RIO DE JANEIRO - Nada do que valha a pena aprender pode ser ensinado. A frase deveria vir com as aspas, não é minha, é de Oscar Wilde, que, entre mortos e feridos, ficou mesmo como um dos maiores frasistas de todos os tempos.
Aprendi pouco na vida, embora muito me tenham ensinado, desde as boas maneiras na mesa, a dar laço na gravata, a fazer barba, quando um burro falar, o outro burro, que sou eu, ficar calado. Aprendi até mesmo as regências irregulares dos verbos latinos. De quebra, chegaram a me ensinar a tocar "Oh Suzana, não chores por mim..." numa gaitinha de boca.
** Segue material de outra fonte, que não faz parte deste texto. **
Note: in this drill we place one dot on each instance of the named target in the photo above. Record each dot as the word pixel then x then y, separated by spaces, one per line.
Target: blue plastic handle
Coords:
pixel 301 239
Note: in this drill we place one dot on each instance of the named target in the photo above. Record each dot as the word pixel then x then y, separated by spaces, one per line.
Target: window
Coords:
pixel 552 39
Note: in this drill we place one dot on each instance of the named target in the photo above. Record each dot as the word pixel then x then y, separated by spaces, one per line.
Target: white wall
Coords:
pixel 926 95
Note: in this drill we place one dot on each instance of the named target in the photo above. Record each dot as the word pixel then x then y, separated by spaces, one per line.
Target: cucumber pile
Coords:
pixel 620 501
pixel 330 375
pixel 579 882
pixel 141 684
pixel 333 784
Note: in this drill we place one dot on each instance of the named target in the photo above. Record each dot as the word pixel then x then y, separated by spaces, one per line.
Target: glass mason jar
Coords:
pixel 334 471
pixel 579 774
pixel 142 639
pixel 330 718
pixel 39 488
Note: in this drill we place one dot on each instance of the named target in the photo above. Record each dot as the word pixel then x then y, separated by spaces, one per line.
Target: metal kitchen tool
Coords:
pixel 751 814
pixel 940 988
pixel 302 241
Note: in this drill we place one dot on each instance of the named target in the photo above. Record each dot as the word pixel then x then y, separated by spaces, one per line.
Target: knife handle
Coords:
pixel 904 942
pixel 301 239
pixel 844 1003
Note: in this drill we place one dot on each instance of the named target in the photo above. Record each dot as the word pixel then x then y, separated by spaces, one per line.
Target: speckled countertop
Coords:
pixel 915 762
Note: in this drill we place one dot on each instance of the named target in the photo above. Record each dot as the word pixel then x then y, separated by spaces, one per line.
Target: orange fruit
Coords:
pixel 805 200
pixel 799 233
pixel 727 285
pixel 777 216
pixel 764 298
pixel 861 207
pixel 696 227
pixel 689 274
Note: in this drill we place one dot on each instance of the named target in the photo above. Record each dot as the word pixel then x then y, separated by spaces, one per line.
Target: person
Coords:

Foi, aliás, uma das pouquíssimas coisas que teria alguma valia, naquela época eu tinha um problema na vista e medo de ficar cego.
Sabendo tocar a gaitinha, embora com modesto repertório e má execução, poderia abrigar-me na escadaria de uma igreja, ou sob uma marquise qualquer, sempre pingariam tostões para matar minha fome.
Agora, quis realmente aprender outras coisas que nunca me foram ensinadas. Por exemplo: como fazer para responder ao cumprimento de um sujeito que me abraça, que fica roçando em mim, lembrando coisas que não lembro, nem mesmo lembrando seu nome, ofício e condição?
Outro dia, esbarrei com um desses, muito jovial, jucundo, deu-me palmadinhas nas costas, elogiou minha forma física, mal sabendo que estou em crise quase terminal, na alma e no corpo. Falou num tal de Paranhos que havia sido nosso amigo não sei aonde, Paranhos morrera, pneumonia dupla, pensava sempre em mim, falava sempre em nós. Bons tempos, mas assim era a vida, que só nos ensina aquilo que a gente não tem interesse em saber.
Levei um susto. De certa forma, em outras palavras, a ordem das parcelas não alterando o resultado, o cara repetira a mesma frase de Oscar Wilde. Devia ser um gênio que eu ignorara e, pior, pior mesmo, esquecera.